E-réputation et sécurité : deux thèmes forcément indissociables

L'idée voudrait que l'e-reputation et la sécurité d’entreprise appartiennent à deux domaines différents. Il s'agit en réalité d'une erreur, qui est malheureusement à l’origine de choix désastreux quand il s’agit de répondre à une attaque nuisant à sa réputation en ligne. On sait pourtant que l’impact d’une attaque digitale ne se cantonne pas aux frontières du Net. Un des aspects les plus connus des dangers qu’encourt une entreprise sur la toile est indubitablement le risque de réputation.

 C’est sur cette thématique que revient Chris Anderson, doctorant et co-fondateur de la société Cyber Investigation Services, sur un article consacré aux attaques en ligne utilisant la réputation comme vecteur.

 

L'"assassinat digital" : quelle réalité derrière le mythe?

Certes, on pourrait accuser Anderson de dramatiser quand celui-ci évoque un « assassinat en ligne ». Le terme n’est pourtant pas nouveau puisque deux autres experts (Richard Torrenzano et Mark Davis) pourraient en revendiquer la paternité.
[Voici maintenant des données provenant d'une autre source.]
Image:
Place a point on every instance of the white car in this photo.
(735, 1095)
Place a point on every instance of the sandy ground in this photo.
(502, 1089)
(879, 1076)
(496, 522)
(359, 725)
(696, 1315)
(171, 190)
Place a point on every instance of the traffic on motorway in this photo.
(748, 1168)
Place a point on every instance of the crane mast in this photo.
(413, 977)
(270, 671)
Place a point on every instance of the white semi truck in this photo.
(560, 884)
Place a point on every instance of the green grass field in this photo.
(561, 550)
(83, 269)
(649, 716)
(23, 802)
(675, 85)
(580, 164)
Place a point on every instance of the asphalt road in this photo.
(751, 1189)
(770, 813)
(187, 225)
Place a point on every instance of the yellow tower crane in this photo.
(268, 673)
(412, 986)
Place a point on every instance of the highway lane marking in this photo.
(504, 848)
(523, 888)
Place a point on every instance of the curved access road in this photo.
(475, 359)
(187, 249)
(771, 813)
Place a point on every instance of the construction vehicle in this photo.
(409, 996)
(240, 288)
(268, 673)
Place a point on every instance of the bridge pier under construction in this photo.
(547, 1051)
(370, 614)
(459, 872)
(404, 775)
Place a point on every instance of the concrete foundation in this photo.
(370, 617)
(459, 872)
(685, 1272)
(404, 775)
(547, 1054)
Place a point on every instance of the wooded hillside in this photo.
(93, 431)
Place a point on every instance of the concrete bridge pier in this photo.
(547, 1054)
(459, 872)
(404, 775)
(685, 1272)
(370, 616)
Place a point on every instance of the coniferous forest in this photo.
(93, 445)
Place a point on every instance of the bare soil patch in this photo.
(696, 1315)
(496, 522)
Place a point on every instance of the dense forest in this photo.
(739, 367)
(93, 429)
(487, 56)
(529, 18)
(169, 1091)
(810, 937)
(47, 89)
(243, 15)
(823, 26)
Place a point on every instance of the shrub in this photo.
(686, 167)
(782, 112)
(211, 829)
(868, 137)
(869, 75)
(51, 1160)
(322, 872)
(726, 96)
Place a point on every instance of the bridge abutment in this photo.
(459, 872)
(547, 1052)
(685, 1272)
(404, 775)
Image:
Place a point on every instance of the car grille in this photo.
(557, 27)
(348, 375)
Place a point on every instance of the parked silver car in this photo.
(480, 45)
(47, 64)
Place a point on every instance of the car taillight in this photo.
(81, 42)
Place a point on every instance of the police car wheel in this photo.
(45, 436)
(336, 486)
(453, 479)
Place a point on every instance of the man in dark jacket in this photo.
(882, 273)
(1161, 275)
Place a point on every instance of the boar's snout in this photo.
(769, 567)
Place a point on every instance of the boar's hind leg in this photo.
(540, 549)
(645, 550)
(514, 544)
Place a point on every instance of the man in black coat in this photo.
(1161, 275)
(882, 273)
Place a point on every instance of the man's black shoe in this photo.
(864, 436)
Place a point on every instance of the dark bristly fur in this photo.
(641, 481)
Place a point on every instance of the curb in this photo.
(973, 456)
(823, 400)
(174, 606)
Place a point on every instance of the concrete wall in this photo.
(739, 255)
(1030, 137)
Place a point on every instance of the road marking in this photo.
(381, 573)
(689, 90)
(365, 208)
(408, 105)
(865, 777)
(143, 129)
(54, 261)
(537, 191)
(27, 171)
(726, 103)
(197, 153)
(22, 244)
Pour illustrer son propos, Anderson établit une classification des attaques en ligne que nous diviserons en trois catégories :

Les attaques visant à détruire la réputation :

  • Les avis négatifs
  • Le « Negative SEO » ou NSEO
  • La « brand assasination » (nous y reviendrons)

Les attaques d’ordre technique :

  • Attaque par déni de service
  • Phishing et autres techniques d’hameçonnage
  • Fraude au clic

Les activités visant à obtenir ou utiliser de l’information stratégique via Internet :

  • Le vol d’identité en ligne / l’ingénierie sociale
  • Le vol de propriétés intellectuelles via Internet
  • Le monitoring d’employés avec un rôle clef

 

Des attaques sur l’image aux conséquences désastreuses

Nous nous concentrerons ici sur les attaques visant à détruire la réputation, bien que les autres attaques aient une importance équivalente pour la sécurité de l’entreprise. Qu’elle soit victime d’avis négatif, de Negative SEO ou de « brand assassination », l’entreprise peut devenir une cible sur la toile.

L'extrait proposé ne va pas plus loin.